Le rôle des policiers selon Gbagbo Laurent

Vous êtes des policiers, vous n’êtes pas des juges... Moi, mon père était militaire et après policier, donc je connais le rôle des policiers…Vos ennemis, ce sont tous ceux qui sont contre la République.Tous ceux qui veulent installer la chienlit, le désordre. Tous ceux qui veulent troubler les élections. Battez-vous contre le désordre, contre la chienlit… Ne réfléchissez pas, ce sont les juges qui réfléchissent. Vous êtes des combattants du respect de l’ordre public. S’il y a des dégâts, les juges rétabliront tout. La République se construit avec les Forces de l’ordre, avec les forces de combat… Moi, j’ai les bras de la République. Quand le moment arrive pour que je lance mes bras, je les lance.
Matez tous ceux qui sèment le désordre et après on réfléchira … Matez, matez, tous ceux qui sont contre la République... Moi, mon père était militaire et après policier, donc je connais le rôle des policiers…Votre rôle n’est pas de réfléchir comme les juges. Ce sont les commissaires qui réfléchissent à votre place… Vous, votre rôle, c’est de mater, de mater…Le policier ne doit pas réfléchir… Il doit taper et s’il y a des erreurs, s’il y a des problèmes nous allons arranger…

Gbagbo Laurent, Chef de l'Etat ivoirien, à l'occasion de l'installation de la CRS 3 à Divo le vendredi 27 Août 2010


lundi 31 janvier 2011

Crise post-électorale : ce que je crois

Environ deux mois que la crise post-électorale s’éternise. Pourtant, l’élection présidentielle était censée sortir la Côte d’Ivoire de la crise politico-militaire née de la tentative de coup d’Etat de septembre 2002 muée en rébellion.

Le dernier accord signé sur l’initiative de Gbagbo Laurent, l’APO avec comme facilitateur Blaise Compaoré, Président du Burkina-Faso, et ses quatre accords complémentaires étaient sensé sortir la Côte d’Ivoire de la crise par une élection présidentielle transparente, démocratique et ouverte à tous dans un délai de dix mois.
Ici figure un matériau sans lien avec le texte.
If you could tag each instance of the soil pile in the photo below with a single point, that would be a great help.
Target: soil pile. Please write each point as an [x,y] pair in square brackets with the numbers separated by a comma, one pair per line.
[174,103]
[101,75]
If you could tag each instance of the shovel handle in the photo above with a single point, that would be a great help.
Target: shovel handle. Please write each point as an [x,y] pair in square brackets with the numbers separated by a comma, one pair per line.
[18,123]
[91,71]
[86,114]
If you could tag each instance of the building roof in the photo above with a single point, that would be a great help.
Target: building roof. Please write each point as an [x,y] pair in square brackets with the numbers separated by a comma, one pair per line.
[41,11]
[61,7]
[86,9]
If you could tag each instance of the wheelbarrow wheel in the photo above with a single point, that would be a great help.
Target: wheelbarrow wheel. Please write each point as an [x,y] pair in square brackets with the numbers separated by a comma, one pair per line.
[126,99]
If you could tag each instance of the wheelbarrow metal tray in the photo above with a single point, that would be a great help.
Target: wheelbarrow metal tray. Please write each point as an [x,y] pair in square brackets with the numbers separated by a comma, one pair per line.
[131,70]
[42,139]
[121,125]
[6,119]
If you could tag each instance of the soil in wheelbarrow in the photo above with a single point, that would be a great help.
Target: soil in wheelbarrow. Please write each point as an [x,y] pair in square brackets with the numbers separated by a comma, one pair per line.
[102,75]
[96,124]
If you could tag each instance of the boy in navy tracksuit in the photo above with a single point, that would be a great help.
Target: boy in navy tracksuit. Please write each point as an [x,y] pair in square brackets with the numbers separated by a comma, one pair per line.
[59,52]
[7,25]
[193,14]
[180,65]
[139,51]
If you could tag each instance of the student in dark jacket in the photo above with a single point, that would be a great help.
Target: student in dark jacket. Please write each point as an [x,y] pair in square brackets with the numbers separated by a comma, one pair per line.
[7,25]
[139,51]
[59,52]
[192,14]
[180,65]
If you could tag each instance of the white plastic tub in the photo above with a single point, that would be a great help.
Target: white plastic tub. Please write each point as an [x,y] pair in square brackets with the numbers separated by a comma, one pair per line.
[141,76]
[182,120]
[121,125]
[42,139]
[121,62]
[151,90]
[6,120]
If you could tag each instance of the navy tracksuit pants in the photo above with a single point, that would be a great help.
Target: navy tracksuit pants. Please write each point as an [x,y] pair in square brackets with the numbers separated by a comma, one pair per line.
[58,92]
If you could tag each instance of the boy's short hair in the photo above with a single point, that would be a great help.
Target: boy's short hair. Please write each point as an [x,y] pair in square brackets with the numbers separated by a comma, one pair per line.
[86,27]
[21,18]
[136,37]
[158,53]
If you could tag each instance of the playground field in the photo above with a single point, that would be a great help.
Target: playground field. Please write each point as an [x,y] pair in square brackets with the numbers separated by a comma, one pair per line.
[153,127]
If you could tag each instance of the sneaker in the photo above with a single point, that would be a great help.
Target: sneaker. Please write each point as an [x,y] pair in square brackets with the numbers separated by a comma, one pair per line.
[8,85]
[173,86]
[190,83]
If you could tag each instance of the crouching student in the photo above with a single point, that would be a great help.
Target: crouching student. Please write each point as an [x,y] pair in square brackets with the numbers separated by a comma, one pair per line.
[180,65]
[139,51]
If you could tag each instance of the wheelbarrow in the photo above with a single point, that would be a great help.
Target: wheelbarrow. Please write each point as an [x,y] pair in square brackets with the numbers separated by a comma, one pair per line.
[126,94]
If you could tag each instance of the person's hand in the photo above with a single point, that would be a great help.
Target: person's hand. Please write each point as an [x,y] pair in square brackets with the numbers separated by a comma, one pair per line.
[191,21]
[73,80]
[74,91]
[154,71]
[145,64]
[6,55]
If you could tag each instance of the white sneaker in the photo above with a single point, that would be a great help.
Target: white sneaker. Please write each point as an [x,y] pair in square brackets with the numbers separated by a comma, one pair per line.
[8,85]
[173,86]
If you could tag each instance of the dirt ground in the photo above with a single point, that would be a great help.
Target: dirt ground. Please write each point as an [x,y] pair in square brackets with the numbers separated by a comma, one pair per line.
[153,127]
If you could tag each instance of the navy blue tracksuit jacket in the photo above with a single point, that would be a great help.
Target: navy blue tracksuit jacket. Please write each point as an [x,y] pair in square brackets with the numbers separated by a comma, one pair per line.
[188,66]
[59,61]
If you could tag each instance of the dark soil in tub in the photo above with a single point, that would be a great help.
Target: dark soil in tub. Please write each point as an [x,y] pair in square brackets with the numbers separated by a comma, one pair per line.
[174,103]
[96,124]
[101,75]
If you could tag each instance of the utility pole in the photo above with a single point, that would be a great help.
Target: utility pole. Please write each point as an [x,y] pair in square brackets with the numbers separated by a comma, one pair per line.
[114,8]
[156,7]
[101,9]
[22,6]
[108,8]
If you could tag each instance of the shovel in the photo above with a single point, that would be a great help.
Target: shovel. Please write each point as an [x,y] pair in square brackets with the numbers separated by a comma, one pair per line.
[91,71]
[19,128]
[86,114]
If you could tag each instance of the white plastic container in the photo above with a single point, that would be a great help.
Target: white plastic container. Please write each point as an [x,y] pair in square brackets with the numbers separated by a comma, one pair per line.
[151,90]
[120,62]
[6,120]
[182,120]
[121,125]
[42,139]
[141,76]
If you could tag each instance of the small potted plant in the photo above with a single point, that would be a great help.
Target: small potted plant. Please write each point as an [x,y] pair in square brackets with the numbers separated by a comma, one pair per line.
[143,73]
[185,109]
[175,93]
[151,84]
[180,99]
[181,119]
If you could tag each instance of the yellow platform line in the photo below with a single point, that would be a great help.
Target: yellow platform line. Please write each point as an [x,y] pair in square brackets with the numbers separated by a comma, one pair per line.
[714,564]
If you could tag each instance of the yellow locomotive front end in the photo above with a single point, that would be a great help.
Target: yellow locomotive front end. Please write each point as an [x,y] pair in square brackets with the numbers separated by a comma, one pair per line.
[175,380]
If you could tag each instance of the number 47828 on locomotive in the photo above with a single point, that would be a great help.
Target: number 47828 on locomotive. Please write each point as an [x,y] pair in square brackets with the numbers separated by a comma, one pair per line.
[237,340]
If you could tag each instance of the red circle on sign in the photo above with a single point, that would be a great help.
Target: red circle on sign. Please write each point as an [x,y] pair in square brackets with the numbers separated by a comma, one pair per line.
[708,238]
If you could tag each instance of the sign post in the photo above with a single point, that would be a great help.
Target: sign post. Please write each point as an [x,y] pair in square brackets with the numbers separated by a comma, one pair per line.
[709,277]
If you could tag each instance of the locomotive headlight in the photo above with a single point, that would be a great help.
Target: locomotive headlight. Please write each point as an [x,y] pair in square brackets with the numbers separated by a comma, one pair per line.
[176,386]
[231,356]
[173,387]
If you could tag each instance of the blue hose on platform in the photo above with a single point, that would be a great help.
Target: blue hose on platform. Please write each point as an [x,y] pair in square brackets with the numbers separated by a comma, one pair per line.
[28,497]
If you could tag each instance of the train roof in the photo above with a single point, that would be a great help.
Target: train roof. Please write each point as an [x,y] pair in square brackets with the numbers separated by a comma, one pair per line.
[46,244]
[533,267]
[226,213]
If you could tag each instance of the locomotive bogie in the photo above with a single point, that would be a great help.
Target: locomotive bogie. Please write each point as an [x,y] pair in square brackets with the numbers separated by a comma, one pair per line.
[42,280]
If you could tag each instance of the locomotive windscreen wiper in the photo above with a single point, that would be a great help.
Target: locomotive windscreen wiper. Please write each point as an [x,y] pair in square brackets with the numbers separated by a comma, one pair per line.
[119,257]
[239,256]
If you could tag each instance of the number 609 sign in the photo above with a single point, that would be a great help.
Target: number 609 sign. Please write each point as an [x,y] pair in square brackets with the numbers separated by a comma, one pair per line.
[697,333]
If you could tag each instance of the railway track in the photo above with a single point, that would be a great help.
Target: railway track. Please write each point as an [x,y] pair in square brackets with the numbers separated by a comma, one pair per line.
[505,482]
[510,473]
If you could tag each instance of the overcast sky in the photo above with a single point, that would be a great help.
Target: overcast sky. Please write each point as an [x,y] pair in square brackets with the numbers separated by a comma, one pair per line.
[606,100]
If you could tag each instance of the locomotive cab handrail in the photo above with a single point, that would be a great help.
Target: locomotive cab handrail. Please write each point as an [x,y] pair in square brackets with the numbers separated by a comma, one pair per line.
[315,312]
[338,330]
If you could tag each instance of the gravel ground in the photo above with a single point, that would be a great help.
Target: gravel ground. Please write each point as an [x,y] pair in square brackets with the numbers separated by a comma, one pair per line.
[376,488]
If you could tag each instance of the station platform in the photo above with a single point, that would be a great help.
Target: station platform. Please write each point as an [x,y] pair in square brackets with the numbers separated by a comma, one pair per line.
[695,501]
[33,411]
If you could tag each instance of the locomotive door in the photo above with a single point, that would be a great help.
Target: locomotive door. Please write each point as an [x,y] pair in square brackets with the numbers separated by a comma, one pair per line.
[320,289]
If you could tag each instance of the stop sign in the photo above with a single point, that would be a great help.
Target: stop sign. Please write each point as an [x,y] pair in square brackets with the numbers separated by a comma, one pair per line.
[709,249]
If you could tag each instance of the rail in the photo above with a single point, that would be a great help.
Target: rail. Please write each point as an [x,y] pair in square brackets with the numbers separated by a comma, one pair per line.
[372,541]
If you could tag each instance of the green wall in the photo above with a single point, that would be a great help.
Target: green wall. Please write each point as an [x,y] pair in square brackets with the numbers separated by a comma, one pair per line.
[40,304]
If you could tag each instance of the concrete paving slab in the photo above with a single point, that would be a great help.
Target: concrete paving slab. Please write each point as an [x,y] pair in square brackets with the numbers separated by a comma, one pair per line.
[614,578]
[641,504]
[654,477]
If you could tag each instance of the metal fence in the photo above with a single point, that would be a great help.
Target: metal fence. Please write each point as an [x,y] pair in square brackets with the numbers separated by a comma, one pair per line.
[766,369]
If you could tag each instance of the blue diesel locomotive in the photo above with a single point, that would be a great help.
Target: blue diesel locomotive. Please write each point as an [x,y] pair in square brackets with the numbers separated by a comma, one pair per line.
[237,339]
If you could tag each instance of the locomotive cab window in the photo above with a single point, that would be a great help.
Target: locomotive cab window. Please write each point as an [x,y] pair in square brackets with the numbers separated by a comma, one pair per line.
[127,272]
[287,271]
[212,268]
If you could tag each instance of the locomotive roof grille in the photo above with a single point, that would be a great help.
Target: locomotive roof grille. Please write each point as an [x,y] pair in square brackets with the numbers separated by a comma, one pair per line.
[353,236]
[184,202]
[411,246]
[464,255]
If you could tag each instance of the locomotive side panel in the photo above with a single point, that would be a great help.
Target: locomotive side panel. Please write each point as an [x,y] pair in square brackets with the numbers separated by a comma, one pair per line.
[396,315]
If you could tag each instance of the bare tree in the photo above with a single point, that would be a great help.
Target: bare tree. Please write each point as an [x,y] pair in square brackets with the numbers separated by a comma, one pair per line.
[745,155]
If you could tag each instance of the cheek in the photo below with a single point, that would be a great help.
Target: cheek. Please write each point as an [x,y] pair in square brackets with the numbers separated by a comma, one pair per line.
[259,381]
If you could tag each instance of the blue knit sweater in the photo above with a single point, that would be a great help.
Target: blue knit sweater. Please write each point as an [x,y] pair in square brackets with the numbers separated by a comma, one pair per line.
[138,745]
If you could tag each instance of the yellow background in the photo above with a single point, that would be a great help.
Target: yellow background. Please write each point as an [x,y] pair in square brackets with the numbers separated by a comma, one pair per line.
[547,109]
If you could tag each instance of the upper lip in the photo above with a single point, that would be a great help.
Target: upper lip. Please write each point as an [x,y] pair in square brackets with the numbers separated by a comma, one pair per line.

Finalement, il a fallu trois ans pour que la présidentielle soit organisée. Chaque étape du processus électorale a connu sont lot de contestations, surtout par le camp de Gbagbo, et de violence. Les différentes étapes ont tout de même fait l’objet d’une validation par les protagonistes et de la certification de l’ONUCI (les audiences foraines, l’enrôlement, la liste électorale…) ouvrant ainsi la voie à la tenue effective de la présidentielle après plusieurs reports.

Le premier tour de la présidentielle s’est déroulé sans que les rebelles aient désarmé. Le vote a été jugé transparent et démocratique dans l’ensemble, malgré quelques imperfections et incidents par tous les candidats, ainsi que les observateurs internationaux et nationaux. Seul le candidat du PDCI a émis des réserves. Les résultats provisoires ont été proclamés par la CEI après trois jours sans que le Conseil constitutionnel ne prononce sa forclusion. La certification de l’ONUCI qui a suivi la proclamation définitive des résultats par le Conseil constitutionnel n’a posé aucun problème au camp de Gbagbo puisque leur candidat est arrivé en tête.

Le second tour de la présidentielle entre le candidat de Lmp et le candidat du Rhdp s’est déroulé dans les mêmes conditions que le premier tour avec des améliorations organisationnelles par rapports aux imperfections constatées lors du premier tour. Je me rappelle que recevant les observateurs internationaux et nationaux, le Président de la Cei avait demandé avec insistance le renforcement de l’observation dans la zone Cno et dans l’ouest de la Côte d’Ivoire. Au cours de la nuit électorale organisée par les médias d’Etat (télévision et radio) qui avaient envoyé des reporters dans la zone Cno, leurs différents comptes-rendus n’ont jamais fait cas de fraudes massives, ni de violences graves de nature à entacher la crédibilité et la sincérité du vote. De même, les observateurs internationaux, dans leurs rapports préliminaires (UA, La francophonie, UE, le centre Carter, NDI …) ont jugé l’élection transparente, crédible et démocratique malgré quelques incidents relevés ça et là. Il en est de même des rapports préliminaires des préfets de cette zone faits le lendemain du vote. Ces rapports ont été publiés dans la presse après l’arrêt du Conseil constitutionnel proclamant Gbagbo Laurent vainqueur après avoir annulé le vote dans sept départements du centre et du nord (zone Cno) au motif de fraudes massives et de violences graves contre les militants de Lmp.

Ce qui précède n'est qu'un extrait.